44.9AIMay 27
Better Accuracies, Worse Reasoning: A Step-Level Audit of Medical Chain-of-Thought DistillationZhaoyang Jiang, Xuanqi Peng, Fei Teng et al.
Chain-of-thought (CoT) distillation trains a smaller model to imitate a teacher's reasoning trace, but it is typically evaluated by final-answer metrics including accuracy. We ask whether gains in answer quality are accompanied by improvements in the trace. In medical QA, where short answer options can leave a richer clinical justification under-specified, a Qwen3-8B student distilled from a DeepSeek-V3-family teacher improves on MedQA-USMLE answer metrics (SC@64 74.7% to 84.4%; expected calibration error (ECE) 0.096 to 0.034).
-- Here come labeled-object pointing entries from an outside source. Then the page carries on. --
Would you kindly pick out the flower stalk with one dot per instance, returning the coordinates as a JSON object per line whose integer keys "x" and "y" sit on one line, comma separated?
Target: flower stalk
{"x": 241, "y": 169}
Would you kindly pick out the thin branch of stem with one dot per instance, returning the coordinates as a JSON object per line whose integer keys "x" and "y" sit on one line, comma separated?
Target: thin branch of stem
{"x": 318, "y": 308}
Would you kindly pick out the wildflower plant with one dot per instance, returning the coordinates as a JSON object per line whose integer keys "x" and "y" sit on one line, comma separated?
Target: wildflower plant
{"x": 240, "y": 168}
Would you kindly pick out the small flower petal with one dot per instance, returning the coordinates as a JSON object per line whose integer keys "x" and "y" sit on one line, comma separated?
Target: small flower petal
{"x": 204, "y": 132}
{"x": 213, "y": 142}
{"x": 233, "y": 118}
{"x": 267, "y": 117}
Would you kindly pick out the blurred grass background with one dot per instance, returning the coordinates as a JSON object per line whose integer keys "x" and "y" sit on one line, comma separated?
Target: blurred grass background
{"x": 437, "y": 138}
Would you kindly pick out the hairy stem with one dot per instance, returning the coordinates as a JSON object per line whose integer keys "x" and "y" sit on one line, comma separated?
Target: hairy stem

Yet under a Kimi-K2.6 style-blind LLM-judge audit, its error rate over non-abstained steps rises from 30.6% to 50.3%. In this primary medical setting, answer quality and trace factuality move in opposite directions. This before--after pattern persists across evaluators, teacher strengths, student scales and families, medical benchmarks, and style, segmentation, and answer-correctness controls. A 150-step blinded audit by a clinical expert reproduces the same ordering. Boundary checks narrow the scope of the claim: the risk appears when a compact answer under-constrains the rationale and a capable student can imitate expert-like form without reliably grounding each local claim. Standard answer metrics and aggregate hedging rates do not reveal the shift. When such traces are released or reused, answer-level metrics alone are insufficient.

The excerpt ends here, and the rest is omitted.